Understanding the role of biotic interactions is a daunting task, given the myriad of interactions (for example, antagonistic, mutualistic and competitive) that individuals of a given species can have with individuals of other species. However, characterizing and understanding the trophic habits of species is tractable and may also be of great importance to understand potential adaptive responses to food availability, (for example, ref. 8), as well as the effects of biotic interactions on macroevolutionary dynamics9. As such, the diet of a given species can be used as a first-order proxy to biotic interactions. It summarizes distinct morphological, physiological and behavioural traits of an organism, which jointly determine the way it interacts with the biotic and abiotic environment10,11,12. For example, birds that attend army ant raids have to deal with the unpredictability of those raids, and have developed cognitive and behavioural adaptations to surpass these challenges11. Similarly, many nectar-feeding species have evolved beaks that suit the morphology of the flowers on which they feed, (for example, ref. 12). Since flowering phenology is strongly constrained by seasonality, the variability in climate (for example, in temperature) strongly determines geographic distributions of guilds such as nectarivores13. More generally, the long-term availability of particular climates14, as well as the spatio-temporal predictability of food resources, (for example, refs 15, 16), might influence evolutionary radiations and diversity dynamics14,15, with environmental instability setting a potential limit to the degree of specialization17.

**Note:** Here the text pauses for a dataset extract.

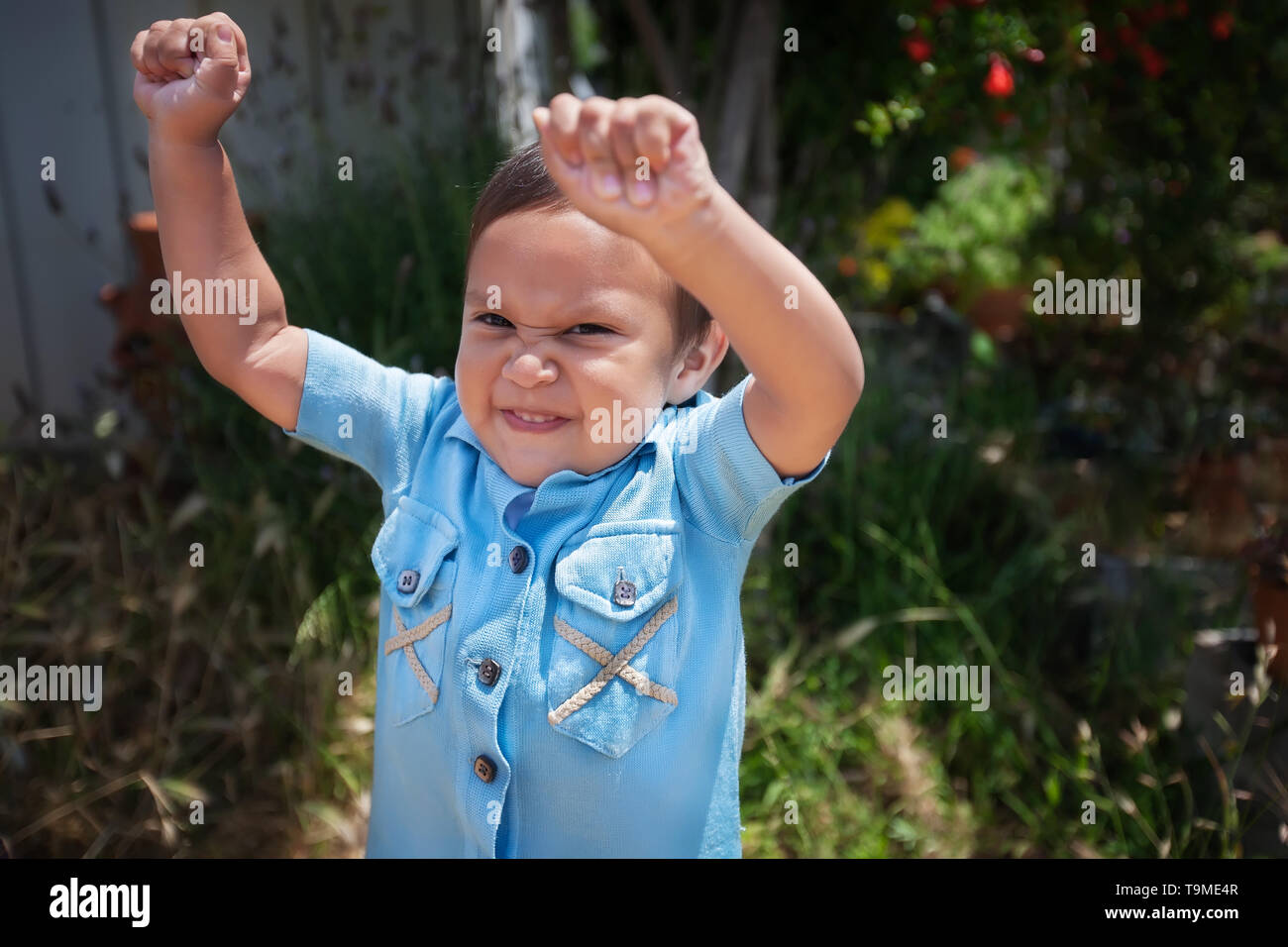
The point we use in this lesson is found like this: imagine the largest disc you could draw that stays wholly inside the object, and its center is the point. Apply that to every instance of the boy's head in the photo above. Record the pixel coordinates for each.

Dietary strategies have been crucial for understanding species formation because interspecific competition for similar food resources can explain character displacement and the evolutionary divergence of species18,19. Nevertheless, to date only few studies at macroevolutionary scales have tested how diets might affect diversification dynamics across whole clades, (for example, refs 9, 20, 21). The paucity of whole-clade investigations relating diet to macroevolutionary dynamics is partly due to the lack of data, but also due to methodological limitations. However, recently developed methods now allow us to explicitly address22,23,24 or indirectly assess25,26 the relationship between trait evolution and diversification rates, and various authors have therefore analysed this relationship. Collectively, those studies revealed the effects of numerous traits on diversification dynamics, including self-incompatibility in Solanaceae27, tank formation and photosynthesis type in bromeliads28, migratory behaviour in birds29 and diet in mammals9,20. Hence, ecological and life history traits play a critical role for understanding macroevolutionary dynamics and broad-scale patterns of species coexistence24,30.

One of the few papers that explicitly addressed the effect of diet on macroevolutionary dynamics has shown that coarse trophic levels (that is, herbivores, carnivores and omnivores) are characterized by different diversification rates in mammals9. These results suggest that omnivorous mammals have lower net diversification rates than carnivores and herbivores, and that transitions into omnivory are more frequent than into other trophic levels. Using a finer diet classification within ruminants (that is, giraffes, deer, buffaloes, antelope and relatives), it has further been shown that different feeding styles underwent differential diversification rates21. However, this analysis suggested that grazing and mixed feeding (a combination of browsing and grazing) have both higher diversification rates and more transitions into and from these diets than browsing. Overall, these studies highlight the potential association between dietary guilds and diversification dynamics, but they also suggest that a more generalist diet (for example, omnivory or mixed feeding) might not have the same straightforward macroevolutionary outcomes at different lineages or hierarchical levels.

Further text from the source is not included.